Standard corrections to GFE for uni and bi molecular rxns

[Einstein Mcfly]

Hello everyone. I have a weird question regarding the calculation of free energy changes in a multi-step mechanism. Now, if you have a bunch of calculated free energies in gas phase at 1 atm (say, from an electronic structure program) and you want to model in solvent, you need to get them in a 1M standard state and this requires adding an additional term RT*ln(RT). Now, if every step in your mechanism is either unimolecular or bimolecular, there will be no change in the concentration of anything as the total number of moles of things will all stay constant and these corrections will all cancel when you calculate the delta Gs. However, if you have some mixing of them, such as
1) AB--> A +B
2) B+C->D
etc.
then in the first case you've added a mole and in the second case you've removed a mole. Therefore, when I calculate the delta G for these steps, the sign of RT*ln(RT) should be positive in the first case and negative in the second case, correct? You won't get cancellation when you calculate the delta Gs and these corrections will tweek things by three or so kcal/mol. Am I on the right track here or am I missing something?

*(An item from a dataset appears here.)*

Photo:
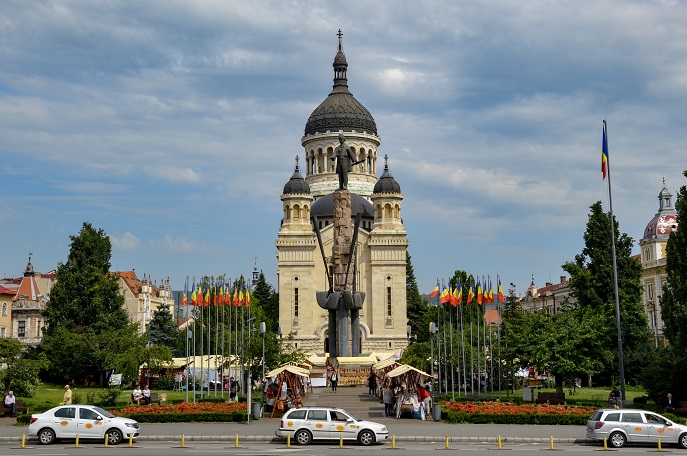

Thanks for any help you can give.

 

[Dr Uma Sharma]

How can you predict the sign of delta G only by counting moles on the reactant side and product side?

 

[Einstein Mcfly]

Sorry, I'm not talking about getting the sign of delta G, I'm talking only about the correction in going from 1 atm to 1M. In that case delta G is the difference between the Gs at STP plus the difference between the correction terms for each G. Clearly the effect of the correction term will be zero if one mole goes to one mole or two moles go to two moles, but what about one mole going to two (as in A-->B+C) or two going to one (C+D-->F)?

I just want to make sure that I'm correct about when the correction term will figure in (that is, not cancel out).